The third option, the one that he didn’t entertain, was that the money was legit but this whole setup is still a set up. It sinks over him now instead as he stands at the mouth of another alley-- Gotham is full of them, callbacks to a time when cars weren’t a Thing, just another facet of the city’s long memory-- looking at the Batmobile.

He turns and finds himself alone with $500.00 burning a hole in his pocket. He considers the other $500.00 promised. The weird aura of veracity and trustworthiness the nameless kid projected that even in their absence he couldn’t find fault with. A thousand bucks might get him pretty far. It could get him a motel for a few weeks. Or groceries. He does the math-- a grand is a few years’ worth of microwave noodles all at once; less if supplemented with Actual Vegetables and even chicken but he would  _ kill _ for chicken and fresh vegetables.

The odds are high that he’s going to be electrocuted to death, probably, and if he survives that it’s off to some detention center, definitely, because Batman’s kind of a stickler for things like law and order.

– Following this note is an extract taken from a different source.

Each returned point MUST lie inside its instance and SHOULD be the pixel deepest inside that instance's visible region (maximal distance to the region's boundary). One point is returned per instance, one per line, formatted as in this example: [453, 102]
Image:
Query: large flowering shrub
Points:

But if he pulls it off -- he’s heard about collectors. Giant fucking nerds obsessed with vigilante news and conspiracy. Just the rims-- screw the tires, they’re bigger than he is, he can’t carry those-- the rims he figures he could carry and those he could sell for a lot more than a thousand bucks. 

Jason hefts the tire iron and gets to work. 

(Later, when he finds his pocket stuffed with receipts and parking tickets instead of cash he’s too well-fed to care.)

**Author's Note:**

> Listen, I don't even go here.
> 
> (Comments are encouraged!)


End file.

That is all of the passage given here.